This is another opportunity to talk about the last question as well, in terms of the root causes of violence against women. One of the many root causes is how we socialize men and women and boys and girls.
This program, “Be More Than a Bystander: Break the Silence on Violence Against Women”, has B.C. Lions football players speaking to young men in high schools across the province. They're also doing public service announcements for us on T.V. and radio to try to get the vast majority of men who don't commit violence to begin speaking up to the minority who do. This is my favourite program after 31 years of working in the field. Women can talk to groups until we're completely exhausted, as many of us have, but men don't listen to women. Men will listen to men.
I think we need to make violence against women as socially unacceptable as we have in focusing on smoking in anti-smoking campaigns and also as we've done in campaigns against drinking and driving. These are 30-year campaigns with multi-million dollar budgets in each province and territory, because we know that in trying to get people to quit smoking we're going to save money in health care down the road.

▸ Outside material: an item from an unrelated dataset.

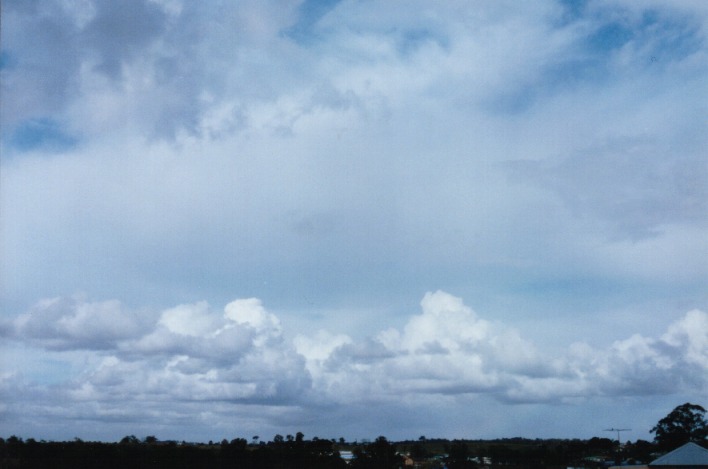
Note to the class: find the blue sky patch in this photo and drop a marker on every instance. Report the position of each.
(310, 13)
(44, 133)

It's the same thing with violence.
If we try to get people to speak up and to change the scenario, instead of women suffering in silence.... As one of the women spoke about earlier, when she experienced violence, everybody around her knew what was going on and nobody said anything. I think that phenomenon has existed throughout our history. It's time to break the silence on violence against women and to make this everybody's issue, because it's not just a women's issue.
It's an incredible program that we're doing with the B.C. Lions. My hat goes off to Rona Ambrose, because she was the first of many funders and partners to step in and see the benefit of having CFL players—it's kind of counterintuitive, having these big guys do it—speaking up about violence against women. In the first two years of this program, we've reached 29,000 kids in person. Because of the PSAs and the bus shelter ad space we've been given by the City of Vancouver and the City of Surrey, our message was viewed 66 million times.